Kritik am kräftigen Anwachsen der Landesausgaben kam von den Oppositionsfraktionen CDU und AfD sowie den Gruppen der FDP und der Bürger für Thüringen. CDU-Fraktionschef Mario Voigt nannte den Etatentwurf, der nach Angaben Tauberts einen Kompromiss zwischen den Regierungspartnern Linke, SPD und Grüne darstellt, nicht krisenfest. Er reagiere nicht auf die hohe Inflation und die Energiekrise und werde «dem Ernst der Lage nicht gerecht», so der Vorsitzende der größten Oppositionsfraktion.

Vertreter von Rot-Rot-Grün forderten die Opposition - vor allem die CDU - auf, sich aktiv an den Haushaltsverhandlungen in den kommenden Monaten zu beteiligen. «Dieser Haushalt wird für unser Parlament die größte Herausforderung der letzten drei Jahrzehnte», sagte SPD-Fraktionschef Matthias Hey. «Wir brauchen eine verlässliche Mehrheit.» Linke, SPD und Grüne verfügen über keine eigene Mehrheit - der Regierungskoalition fehlen dafür vier Stimmen im Landtag.

Die Fraktionsvorsitzenden der Linken, Steffen Dittes, und der Grünen, Astrid Rothe-Beinlich, signalisierten Korrekturbedarf in einigen Positionen des Zahlenwerks. Es sollte unter anderem eine Haushaltsposition geschaffen werden, um besser auf die hohe Inflation und die Energiepreise reagieren zu können, sagte Dittes. Rothe-Beinlich plädierte für mehr Stellen unter anderem bei der Verbraucher- und Energieberatung.

Nach Angaben der Finanzministerin sind zur Finanzierung der Landesausgaben bereits die prognostizierten Steuermehreinnahmen von rund 457 Millionen Euro im kommenden Jahr eingepreist. «Mir geht es nicht um Panikmache», sagte Taubert. Aber auch in der Zeit nach 2023 müsse genug finanzieller Spielraum vorhanden sein, «um den Haushalt stabil zu halten». Dazu gehöre, dass ein erster Teil der 1,2 Milliarden Euro, die in der Corona-Pandemie an neuen Schulden aufgenommen wurden, zurückgezahlt werde. Die Tilgung steige von 171 Millionen Euro in diesem Jahr auf 236 Millionen Euro 2023.

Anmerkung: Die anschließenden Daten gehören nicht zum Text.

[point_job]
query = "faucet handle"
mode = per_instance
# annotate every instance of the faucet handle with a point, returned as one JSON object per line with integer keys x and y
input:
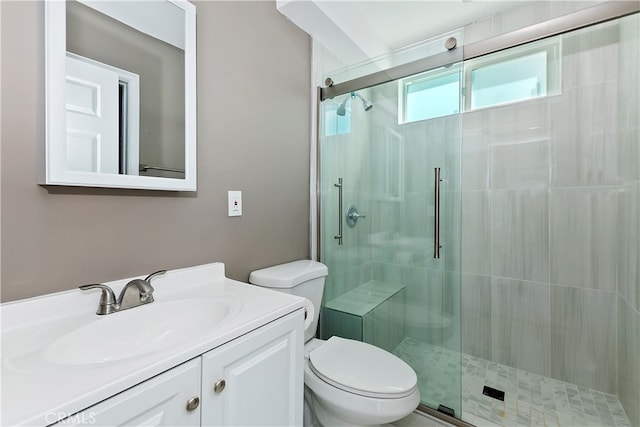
{"x": 107, "y": 303}
{"x": 152, "y": 275}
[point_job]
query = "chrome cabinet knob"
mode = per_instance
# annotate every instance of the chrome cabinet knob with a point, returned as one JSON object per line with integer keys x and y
{"x": 193, "y": 403}
{"x": 219, "y": 386}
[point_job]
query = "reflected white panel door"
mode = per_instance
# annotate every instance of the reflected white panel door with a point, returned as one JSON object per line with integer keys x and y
{"x": 92, "y": 118}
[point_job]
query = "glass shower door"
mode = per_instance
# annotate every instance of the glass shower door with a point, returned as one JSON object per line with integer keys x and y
{"x": 390, "y": 224}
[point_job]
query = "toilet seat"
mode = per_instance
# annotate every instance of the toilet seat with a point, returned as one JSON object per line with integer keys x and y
{"x": 362, "y": 368}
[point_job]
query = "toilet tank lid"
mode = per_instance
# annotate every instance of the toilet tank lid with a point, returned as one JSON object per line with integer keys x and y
{"x": 288, "y": 275}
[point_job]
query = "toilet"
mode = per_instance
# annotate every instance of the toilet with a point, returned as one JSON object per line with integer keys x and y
{"x": 347, "y": 382}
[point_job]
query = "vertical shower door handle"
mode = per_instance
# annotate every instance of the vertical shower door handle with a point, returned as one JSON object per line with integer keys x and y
{"x": 339, "y": 235}
{"x": 436, "y": 215}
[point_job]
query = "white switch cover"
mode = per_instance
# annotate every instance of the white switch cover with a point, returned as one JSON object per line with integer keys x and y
{"x": 235, "y": 203}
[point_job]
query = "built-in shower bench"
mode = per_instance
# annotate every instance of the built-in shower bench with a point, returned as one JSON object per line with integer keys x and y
{"x": 372, "y": 312}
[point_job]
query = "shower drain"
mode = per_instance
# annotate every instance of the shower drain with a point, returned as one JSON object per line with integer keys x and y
{"x": 493, "y": 392}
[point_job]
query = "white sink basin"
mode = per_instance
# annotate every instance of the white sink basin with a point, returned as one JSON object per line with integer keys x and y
{"x": 138, "y": 331}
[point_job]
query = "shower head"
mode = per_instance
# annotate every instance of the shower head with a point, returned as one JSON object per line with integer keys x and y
{"x": 365, "y": 104}
{"x": 342, "y": 110}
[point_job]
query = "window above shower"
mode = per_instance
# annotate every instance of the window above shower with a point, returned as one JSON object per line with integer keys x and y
{"x": 513, "y": 75}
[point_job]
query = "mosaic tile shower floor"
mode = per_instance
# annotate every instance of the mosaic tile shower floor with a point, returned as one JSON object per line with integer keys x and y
{"x": 530, "y": 399}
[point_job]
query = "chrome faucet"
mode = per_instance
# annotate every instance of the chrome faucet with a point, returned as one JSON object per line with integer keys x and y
{"x": 136, "y": 292}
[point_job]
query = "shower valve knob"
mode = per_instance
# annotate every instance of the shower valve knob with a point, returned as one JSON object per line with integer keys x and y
{"x": 219, "y": 386}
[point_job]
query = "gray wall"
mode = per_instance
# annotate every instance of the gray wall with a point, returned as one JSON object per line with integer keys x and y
{"x": 253, "y": 135}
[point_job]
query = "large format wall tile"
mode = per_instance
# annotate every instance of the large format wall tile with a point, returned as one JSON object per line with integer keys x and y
{"x": 583, "y": 237}
{"x": 628, "y": 252}
{"x": 583, "y": 337}
{"x": 476, "y": 316}
{"x": 475, "y": 150}
{"x": 520, "y": 234}
{"x": 520, "y": 323}
{"x": 628, "y": 366}
{"x": 476, "y": 232}
{"x": 585, "y": 149}
{"x": 590, "y": 56}
{"x": 520, "y": 165}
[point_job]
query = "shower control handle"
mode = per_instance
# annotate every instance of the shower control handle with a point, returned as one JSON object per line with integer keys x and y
{"x": 353, "y": 215}
{"x": 219, "y": 386}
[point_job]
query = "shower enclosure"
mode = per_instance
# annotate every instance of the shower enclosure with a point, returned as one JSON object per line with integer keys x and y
{"x": 479, "y": 218}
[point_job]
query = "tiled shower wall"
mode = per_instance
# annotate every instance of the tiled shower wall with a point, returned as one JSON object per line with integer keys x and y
{"x": 550, "y": 222}
{"x": 628, "y": 251}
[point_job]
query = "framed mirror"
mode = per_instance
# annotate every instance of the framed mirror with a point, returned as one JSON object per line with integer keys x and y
{"x": 120, "y": 94}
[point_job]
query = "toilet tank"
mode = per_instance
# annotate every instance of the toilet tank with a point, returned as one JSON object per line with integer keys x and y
{"x": 304, "y": 278}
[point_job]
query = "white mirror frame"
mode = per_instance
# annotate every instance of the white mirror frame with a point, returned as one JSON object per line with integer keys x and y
{"x": 52, "y": 170}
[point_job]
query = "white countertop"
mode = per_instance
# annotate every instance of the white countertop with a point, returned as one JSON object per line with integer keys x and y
{"x": 36, "y": 391}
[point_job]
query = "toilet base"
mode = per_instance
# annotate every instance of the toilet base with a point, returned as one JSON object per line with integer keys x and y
{"x": 315, "y": 414}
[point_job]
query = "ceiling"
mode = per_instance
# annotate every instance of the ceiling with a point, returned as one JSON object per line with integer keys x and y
{"x": 359, "y": 29}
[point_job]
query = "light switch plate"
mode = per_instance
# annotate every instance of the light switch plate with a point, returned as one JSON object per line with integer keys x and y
{"x": 235, "y": 203}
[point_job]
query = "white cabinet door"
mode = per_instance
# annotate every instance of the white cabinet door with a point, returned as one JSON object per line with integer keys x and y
{"x": 263, "y": 377}
{"x": 160, "y": 401}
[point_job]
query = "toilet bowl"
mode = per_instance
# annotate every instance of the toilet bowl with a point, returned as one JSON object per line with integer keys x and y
{"x": 347, "y": 382}
{"x": 345, "y": 390}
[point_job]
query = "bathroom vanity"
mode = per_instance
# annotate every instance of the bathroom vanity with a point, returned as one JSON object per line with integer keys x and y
{"x": 208, "y": 351}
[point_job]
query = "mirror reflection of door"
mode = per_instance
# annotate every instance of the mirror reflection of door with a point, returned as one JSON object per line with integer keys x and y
{"x": 101, "y": 100}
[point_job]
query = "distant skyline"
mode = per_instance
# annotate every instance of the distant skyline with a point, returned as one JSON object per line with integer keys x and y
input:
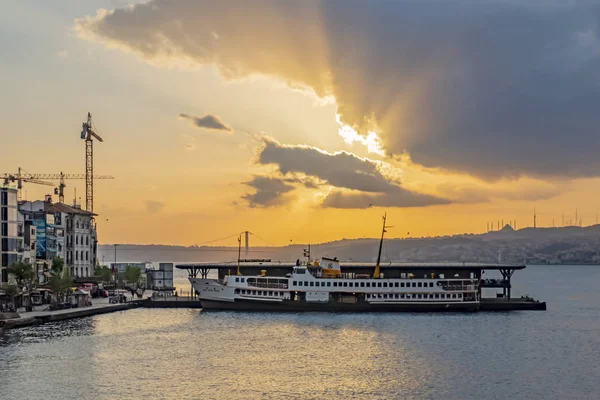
{"x": 307, "y": 120}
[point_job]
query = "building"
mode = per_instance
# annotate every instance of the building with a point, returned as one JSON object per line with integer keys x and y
{"x": 161, "y": 278}
{"x": 62, "y": 231}
{"x": 11, "y": 239}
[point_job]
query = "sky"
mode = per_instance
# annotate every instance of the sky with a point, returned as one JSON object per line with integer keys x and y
{"x": 305, "y": 121}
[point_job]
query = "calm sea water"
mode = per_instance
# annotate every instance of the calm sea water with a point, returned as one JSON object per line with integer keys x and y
{"x": 188, "y": 354}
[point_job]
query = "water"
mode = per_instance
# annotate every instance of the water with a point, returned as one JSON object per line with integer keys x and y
{"x": 188, "y": 354}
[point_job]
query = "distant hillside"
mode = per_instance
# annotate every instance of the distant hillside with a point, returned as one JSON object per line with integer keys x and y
{"x": 568, "y": 245}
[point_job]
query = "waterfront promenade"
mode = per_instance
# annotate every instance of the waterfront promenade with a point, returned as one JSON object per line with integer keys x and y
{"x": 41, "y": 314}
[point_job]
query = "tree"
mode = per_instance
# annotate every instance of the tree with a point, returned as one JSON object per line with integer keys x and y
{"x": 23, "y": 273}
{"x": 58, "y": 264}
{"x": 104, "y": 272}
{"x": 132, "y": 274}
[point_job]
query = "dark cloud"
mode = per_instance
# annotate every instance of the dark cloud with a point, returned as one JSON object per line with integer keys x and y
{"x": 400, "y": 198}
{"x": 493, "y": 88}
{"x": 153, "y": 206}
{"x": 209, "y": 121}
{"x": 269, "y": 191}
{"x": 342, "y": 169}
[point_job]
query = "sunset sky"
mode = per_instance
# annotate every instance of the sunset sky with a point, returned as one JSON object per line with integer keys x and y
{"x": 307, "y": 120}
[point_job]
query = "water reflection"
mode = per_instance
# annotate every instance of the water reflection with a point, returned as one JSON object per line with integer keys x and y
{"x": 188, "y": 354}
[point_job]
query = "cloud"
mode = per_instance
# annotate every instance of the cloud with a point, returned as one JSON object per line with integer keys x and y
{"x": 494, "y": 88}
{"x": 363, "y": 177}
{"x": 153, "y": 206}
{"x": 341, "y": 169}
{"x": 269, "y": 191}
{"x": 400, "y": 198}
{"x": 209, "y": 121}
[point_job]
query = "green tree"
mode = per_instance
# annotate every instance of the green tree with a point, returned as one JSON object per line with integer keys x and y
{"x": 58, "y": 264}
{"x": 23, "y": 273}
{"x": 132, "y": 274}
{"x": 104, "y": 272}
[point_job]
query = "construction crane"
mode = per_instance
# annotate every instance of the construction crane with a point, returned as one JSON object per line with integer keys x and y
{"x": 87, "y": 134}
{"x": 35, "y": 178}
{"x": 20, "y": 177}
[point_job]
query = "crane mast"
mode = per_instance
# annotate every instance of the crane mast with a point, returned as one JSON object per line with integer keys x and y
{"x": 88, "y": 134}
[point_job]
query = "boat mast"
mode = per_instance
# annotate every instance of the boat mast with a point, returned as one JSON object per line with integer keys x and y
{"x": 377, "y": 271}
{"x": 239, "y": 252}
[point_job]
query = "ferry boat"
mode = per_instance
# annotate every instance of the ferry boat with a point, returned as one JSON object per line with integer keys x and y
{"x": 326, "y": 285}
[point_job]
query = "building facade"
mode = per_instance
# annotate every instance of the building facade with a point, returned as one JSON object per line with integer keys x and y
{"x": 62, "y": 231}
{"x": 11, "y": 239}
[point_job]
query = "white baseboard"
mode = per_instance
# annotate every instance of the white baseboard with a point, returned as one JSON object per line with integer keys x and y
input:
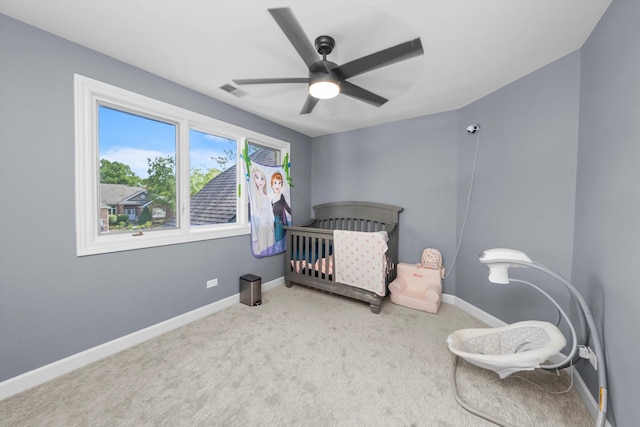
{"x": 586, "y": 396}
{"x": 60, "y": 367}
{"x": 48, "y": 372}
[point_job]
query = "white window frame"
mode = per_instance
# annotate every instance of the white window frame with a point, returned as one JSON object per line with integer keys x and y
{"x": 89, "y": 94}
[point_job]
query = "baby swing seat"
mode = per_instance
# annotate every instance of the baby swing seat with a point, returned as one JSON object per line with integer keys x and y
{"x": 508, "y": 349}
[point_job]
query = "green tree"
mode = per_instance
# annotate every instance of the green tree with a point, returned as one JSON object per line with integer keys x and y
{"x": 200, "y": 178}
{"x": 145, "y": 216}
{"x": 118, "y": 173}
{"x": 161, "y": 183}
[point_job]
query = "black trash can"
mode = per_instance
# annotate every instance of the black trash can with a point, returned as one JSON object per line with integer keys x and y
{"x": 250, "y": 290}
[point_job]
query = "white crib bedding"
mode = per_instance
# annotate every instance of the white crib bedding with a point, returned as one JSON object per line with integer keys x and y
{"x": 361, "y": 259}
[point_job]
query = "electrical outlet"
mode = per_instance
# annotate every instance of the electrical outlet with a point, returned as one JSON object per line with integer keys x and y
{"x": 586, "y": 353}
{"x": 592, "y": 358}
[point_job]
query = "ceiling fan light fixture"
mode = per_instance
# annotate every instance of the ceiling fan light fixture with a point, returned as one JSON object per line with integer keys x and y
{"x": 324, "y": 89}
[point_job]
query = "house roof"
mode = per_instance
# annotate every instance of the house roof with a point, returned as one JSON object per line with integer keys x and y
{"x": 215, "y": 203}
{"x": 113, "y": 194}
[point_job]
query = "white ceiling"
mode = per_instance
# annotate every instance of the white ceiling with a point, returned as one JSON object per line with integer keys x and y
{"x": 472, "y": 48}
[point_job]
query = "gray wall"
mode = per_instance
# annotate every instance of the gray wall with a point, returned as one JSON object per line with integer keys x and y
{"x": 52, "y": 303}
{"x": 556, "y": 176}
{"x": 524, "y": 190}
{"x": 607, "y": 225}
{"x": 410, "y": 163}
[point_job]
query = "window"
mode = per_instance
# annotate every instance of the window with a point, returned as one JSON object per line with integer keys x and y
{"x": 151, "y": 174}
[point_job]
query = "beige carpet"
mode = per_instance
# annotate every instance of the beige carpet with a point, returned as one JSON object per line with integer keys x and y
{"x": 303, "y": 358}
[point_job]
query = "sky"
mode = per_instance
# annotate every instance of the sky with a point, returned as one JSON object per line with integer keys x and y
{"x": 131, "y": 139}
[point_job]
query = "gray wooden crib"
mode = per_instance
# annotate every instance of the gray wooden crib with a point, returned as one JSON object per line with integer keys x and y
{"x": 310, "y": 247}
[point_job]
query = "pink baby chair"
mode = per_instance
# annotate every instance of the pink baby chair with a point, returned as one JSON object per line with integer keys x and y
{"x": 419, "y": 286}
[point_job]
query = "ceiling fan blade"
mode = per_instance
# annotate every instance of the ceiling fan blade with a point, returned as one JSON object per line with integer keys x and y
{"x": 381, "y": 58}
{"x": 291, "y": 27}
{"x": 309, "y": 104}
{"x": 270, "y": 81}
{"x": 361, "y": 94}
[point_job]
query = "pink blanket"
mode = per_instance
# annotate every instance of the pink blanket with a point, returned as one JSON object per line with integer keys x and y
{"x": 360, "y": 259}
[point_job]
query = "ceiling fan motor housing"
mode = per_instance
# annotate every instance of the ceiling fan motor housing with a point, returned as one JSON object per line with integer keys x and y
{"x": 324, "y": 45}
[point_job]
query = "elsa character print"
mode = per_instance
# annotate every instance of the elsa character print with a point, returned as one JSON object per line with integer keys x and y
{"x": 281, "y": 209}
{"x": 261, "y": 213}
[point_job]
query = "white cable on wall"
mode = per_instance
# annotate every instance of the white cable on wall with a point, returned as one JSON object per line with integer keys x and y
{"x": 471, "y": 129}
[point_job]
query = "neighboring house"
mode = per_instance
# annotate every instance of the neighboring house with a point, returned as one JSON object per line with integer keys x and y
{"x": 215, "y": 203}
{"x": 118, "y": 199}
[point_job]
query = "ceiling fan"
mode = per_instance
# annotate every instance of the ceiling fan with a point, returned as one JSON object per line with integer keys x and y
{"x": 327, "y": 79}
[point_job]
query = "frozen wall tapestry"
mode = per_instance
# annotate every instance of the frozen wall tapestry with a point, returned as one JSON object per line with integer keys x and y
{"x": 269, "y": 206}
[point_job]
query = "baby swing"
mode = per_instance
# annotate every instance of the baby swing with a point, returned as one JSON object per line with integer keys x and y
{"x": 524, "y": 345}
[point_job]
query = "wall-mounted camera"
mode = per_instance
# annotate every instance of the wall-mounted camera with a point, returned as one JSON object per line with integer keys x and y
{"x": 473, "y": 128}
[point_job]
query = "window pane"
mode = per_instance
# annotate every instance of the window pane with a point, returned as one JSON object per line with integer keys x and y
{"x": 213, "y": 179}
{"x": 137, "y": 172}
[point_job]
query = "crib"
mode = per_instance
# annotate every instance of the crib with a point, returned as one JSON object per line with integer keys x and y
{"x": 309, "y": 259}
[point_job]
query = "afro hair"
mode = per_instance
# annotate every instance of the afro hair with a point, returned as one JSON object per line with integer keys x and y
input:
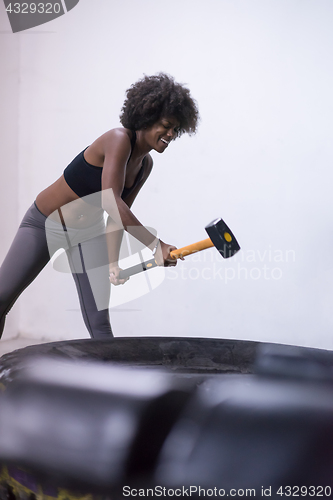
{"x": 155, "y": 97}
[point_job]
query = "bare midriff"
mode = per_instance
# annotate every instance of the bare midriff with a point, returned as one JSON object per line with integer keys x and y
{"x": 76, "y": 211}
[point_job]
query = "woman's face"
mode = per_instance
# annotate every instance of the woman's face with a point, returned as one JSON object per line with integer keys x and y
{"x": 159, "y": 135}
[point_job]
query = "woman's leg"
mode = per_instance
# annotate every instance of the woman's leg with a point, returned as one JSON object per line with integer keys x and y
{"x": 25, "y": 259}
{"x": 89, "y": 264}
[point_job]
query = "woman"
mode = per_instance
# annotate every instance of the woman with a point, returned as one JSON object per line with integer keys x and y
{"x": 107, "y": 175}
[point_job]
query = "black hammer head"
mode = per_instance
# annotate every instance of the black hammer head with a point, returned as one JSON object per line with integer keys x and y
{"x": 222, "y": 238}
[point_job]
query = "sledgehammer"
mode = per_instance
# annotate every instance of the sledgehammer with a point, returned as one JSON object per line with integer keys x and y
{"x": 220, "y": 236}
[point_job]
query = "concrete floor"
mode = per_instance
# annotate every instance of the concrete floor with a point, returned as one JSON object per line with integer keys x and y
{"x": 18, "y": 343}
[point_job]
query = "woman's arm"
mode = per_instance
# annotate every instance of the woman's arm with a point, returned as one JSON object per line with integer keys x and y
{"x": 117, "y": 151}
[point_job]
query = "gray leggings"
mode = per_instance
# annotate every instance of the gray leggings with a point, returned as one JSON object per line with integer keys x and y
{"x": 28, "y": 255}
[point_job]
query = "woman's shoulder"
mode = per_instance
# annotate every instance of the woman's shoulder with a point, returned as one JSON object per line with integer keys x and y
{"x": 119, "y": 135}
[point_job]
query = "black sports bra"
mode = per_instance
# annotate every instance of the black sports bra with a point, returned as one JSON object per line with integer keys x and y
{"x": 84, "y": 178}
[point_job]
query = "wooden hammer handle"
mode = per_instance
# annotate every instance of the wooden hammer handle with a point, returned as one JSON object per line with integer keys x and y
{"x": 195, "y": 247}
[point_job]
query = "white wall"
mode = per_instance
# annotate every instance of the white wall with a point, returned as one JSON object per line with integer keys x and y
{"x": 9, "y": 130}
{"x": 262, "y": 73}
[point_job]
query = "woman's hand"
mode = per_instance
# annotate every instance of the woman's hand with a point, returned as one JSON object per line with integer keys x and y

CDU-Fraktionschef Voigt sagte, der Haushalt werde «dem Ernst der Lage nicht gerecht». Das sei ein großer Fehler. Er warf der rot-rot-grünen Landesregierung von Ministerpräsident Bodo Ramelow (Linke) vor, ohne Plan zu regieren. Voigt bekräftigte die Forderung seiner Fraktion nach einem Energiesicherungsfonds, der mit etwa 400 Millionen Euro aus den prognostizierten Steuermehreinnahmen im kommenden Jahr finanziert werden sollte. Damit könnte ein Schutzschirm über die Stadtwerke und die mittelständische Wirtschaft gespannt werden.

AfD-Fraktionschef Björn Höcke plädierte für ein eigenes Thüringer Entlastungspaket für Bürger und Wirtschaft. Stattdessen würden einige 100 Millionen Euro versenkt - aus Sicht der AfD für Klimapolitik und Flüchtlingsaufnahme. Höcke lieferte sich einen Wortwechsel mit CDU-Fraktionschef Voigt, dem er Symbolpolitik vorwarf. Der Sprecher der FDP-Gruppe, Thomas Kemmerich, sprach sich ebenso wie die Sprecherin der Bürger für Thüringen, Ute Bergner, dafür aus, nicht mehr Geld auszugeben, als das Land einnehme.